Pada tahap perkembangan yang sekarang, terapi optogenetik diperkirakan belum akan mampu memberi pemulihan penglihatan untuk bisa digunakan membaca atau mengenali wajah-wajah. "Untuk bisa seperti itu Anda perlu resolusi yang tinggi," kata Botond Roska dari Institute of Molecular and Clinical Ophthalmology di Basel, Swiss, juga anggota tim.
Sebuah perusahaan di Amerika Serikat, Bionic Sight, melaporkan pada Maret lalu kalau empat orang yang telah mengalami kebutaan atau hampir buta sudah bisa melihat cahaya dan gerak obyek di hadapannya juga berkat terapi optogenetik. Bedanya dengan GenSight, tim ini belum mempublikasikan keberhasilannya itu dalam jurnal ilmiah.
Perlakuan oleh Bionic Sight menggunakan gen berbeda dari GenSight, tapi sama membutuhkan goggle. Dalam pengumumannya, Bionic Sight menyatakan dua orang yang menerima dosis gen lebih besar memiliki sensitivitas terhadap cahaya lebih tinggi daripada dua lainnya.
"Perbaikan sedikit saja dalam penglihatan akan berdampak besar bagi seseorang yang hampir buta," kata Michel Michaelides dari University College London, yang mengembangkan terapi gen berbeda untuk kebutaan. Tapi, menurutnya, sulit untuk mengembalikan penglihatan secara penuh pada orang-orang dengan kondisi retina rusak. "Tantangannya masih sangat besar," kata dia.
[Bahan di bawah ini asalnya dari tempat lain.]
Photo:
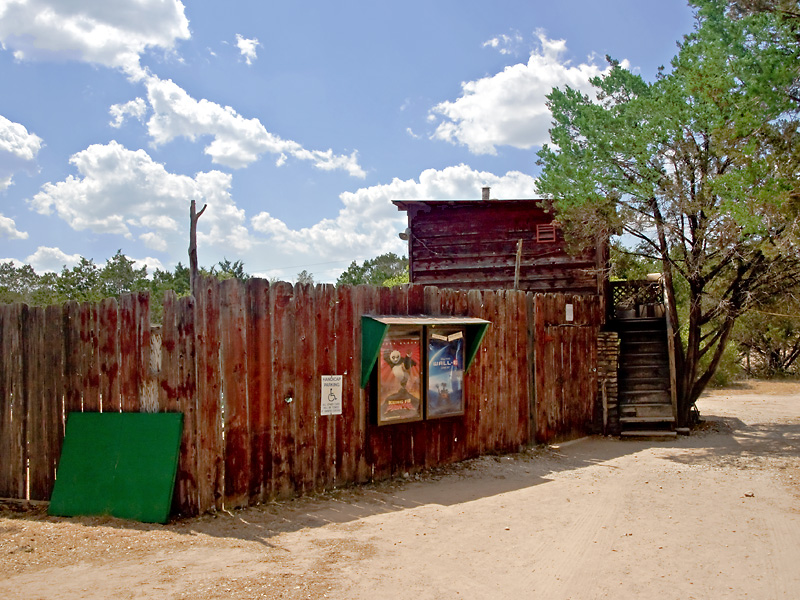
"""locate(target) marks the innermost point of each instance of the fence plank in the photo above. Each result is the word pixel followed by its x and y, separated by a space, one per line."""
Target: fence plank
pixel 345 364
pixel 54 361
pixel 282 300
pixel 186 387
pixel 325 326
pixel 234 393
pixel 366 300
pixel 128 354
pixel 35 401
pixel 90 365
pixel 305 406
pixel 210 451
pixel 12 428
pixel 259 361
pixel 108 346
pixel 167 375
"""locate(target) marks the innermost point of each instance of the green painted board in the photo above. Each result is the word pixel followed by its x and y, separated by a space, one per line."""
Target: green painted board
pixel 118 464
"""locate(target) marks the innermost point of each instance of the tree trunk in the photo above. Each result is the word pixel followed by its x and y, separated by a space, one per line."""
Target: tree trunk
pixel 193 217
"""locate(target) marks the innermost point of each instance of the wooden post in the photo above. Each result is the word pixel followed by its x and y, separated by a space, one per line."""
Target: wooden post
pixel 193 217
pixel 517 265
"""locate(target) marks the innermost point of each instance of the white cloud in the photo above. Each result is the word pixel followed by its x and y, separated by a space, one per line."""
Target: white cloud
pixel 135 108
pixel 509 108
pixel 124 192
pixel 151 263
pixel 505 44
pixel 247 48
pixel 18 150
pixel 8 229
pixel 237 141
pixel 368 223
pixel 113 33
pixel 51 260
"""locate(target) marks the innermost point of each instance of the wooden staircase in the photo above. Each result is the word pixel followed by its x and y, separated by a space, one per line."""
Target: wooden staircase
pixel 645 401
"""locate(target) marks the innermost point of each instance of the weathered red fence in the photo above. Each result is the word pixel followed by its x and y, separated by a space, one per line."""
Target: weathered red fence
pixel 244 363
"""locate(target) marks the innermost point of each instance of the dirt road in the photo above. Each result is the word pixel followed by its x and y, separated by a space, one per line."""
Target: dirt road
pixel 714 515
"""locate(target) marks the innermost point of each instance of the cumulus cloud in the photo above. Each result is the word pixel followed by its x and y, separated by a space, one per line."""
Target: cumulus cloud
pixel 508 108
pixel 124 192
pixel 113 33
pixel 18 150
pixel 8 229
pixel 247 48
pixel 136 108
pixel 368 223
pixel 237 141
pixel 51 260
pixel 505 44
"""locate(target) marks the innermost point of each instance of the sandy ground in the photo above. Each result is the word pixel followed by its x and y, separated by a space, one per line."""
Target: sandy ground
pixel 713 515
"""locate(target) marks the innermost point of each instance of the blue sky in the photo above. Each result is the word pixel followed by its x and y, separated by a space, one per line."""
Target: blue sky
pixel 296 122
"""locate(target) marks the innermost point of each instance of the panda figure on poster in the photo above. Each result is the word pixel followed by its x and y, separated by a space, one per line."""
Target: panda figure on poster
pixel 401 365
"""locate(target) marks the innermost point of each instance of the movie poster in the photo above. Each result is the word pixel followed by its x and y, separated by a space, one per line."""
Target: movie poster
pixel 399 377
pixel 445 386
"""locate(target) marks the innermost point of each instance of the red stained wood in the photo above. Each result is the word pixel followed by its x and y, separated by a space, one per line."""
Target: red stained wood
pixel 259 353
pixel 210 450
pixel 282 301
pixel 73 400
pixel 473 245
pixel 264 345
pixel 234 393
pixel 306 400
pixel 346 365
pixel 54 391
pixel 12 421
pixel 128 353
pixel 90 363
pixel 108 348
pixel 167 375
pixel 145 373
pixel 325 327
pixel 186 491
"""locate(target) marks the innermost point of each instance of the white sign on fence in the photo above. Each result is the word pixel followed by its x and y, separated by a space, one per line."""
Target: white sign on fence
pixel 331 395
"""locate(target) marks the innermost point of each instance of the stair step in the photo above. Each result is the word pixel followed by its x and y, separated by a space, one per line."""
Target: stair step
pixel 649 434
pixel 651 419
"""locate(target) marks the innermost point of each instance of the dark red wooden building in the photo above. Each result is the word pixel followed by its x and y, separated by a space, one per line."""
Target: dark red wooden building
pixel 497 244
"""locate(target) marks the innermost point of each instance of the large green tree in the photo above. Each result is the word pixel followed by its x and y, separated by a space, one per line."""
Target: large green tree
pixel 386 269
pixel 701 167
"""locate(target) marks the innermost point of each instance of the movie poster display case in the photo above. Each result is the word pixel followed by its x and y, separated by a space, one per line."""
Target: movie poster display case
pixel 418 365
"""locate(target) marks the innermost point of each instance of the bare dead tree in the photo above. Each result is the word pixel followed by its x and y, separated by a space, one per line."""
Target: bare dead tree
pixel 193 217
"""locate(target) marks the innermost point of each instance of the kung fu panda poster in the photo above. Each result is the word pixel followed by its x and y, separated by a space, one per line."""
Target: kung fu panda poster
pixel 399 377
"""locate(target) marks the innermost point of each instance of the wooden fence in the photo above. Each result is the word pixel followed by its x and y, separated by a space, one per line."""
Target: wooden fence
pixel 243 362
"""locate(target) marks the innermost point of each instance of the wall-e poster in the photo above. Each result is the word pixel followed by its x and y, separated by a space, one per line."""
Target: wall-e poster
pixel 399 380
pixel 445 389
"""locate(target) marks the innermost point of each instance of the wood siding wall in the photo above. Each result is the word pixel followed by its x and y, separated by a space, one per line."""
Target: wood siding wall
pixel 247 360
pixel 473 245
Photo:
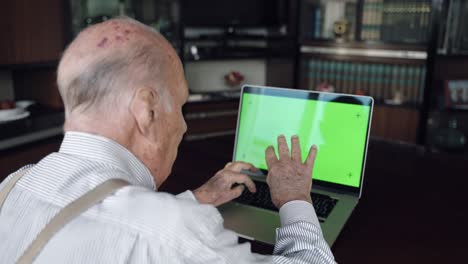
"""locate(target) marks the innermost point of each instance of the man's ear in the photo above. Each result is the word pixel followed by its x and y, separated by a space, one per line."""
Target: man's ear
pixel 142 107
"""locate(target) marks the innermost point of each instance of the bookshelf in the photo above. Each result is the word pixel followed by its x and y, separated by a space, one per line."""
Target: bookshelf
pixel 379 48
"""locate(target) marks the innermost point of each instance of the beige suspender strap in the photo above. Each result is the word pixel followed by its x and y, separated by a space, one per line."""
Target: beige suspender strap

Situasi itu diakui Sahel dkk. Namun, mereka beranggapan publikasi yang sudah dilakukan, buah dari riset 13 tahun GenSight, adalah proof of concept akan datangnya pengobatan yang lebih efektif.
Pernyataan itu diamini oleh Ehud Isacoff, seorang ahli saraf di University of California, Berkeley, yang tidak terlibat dalam tim-tim terapi optogenetik tersebut. "Menyaksikan untuk pertama kalinya terapi ini bisa menyembuhkan kebutaan--bahkan hanya pada satu pasien dan pada satu mata--benar-benar menarik," katanya.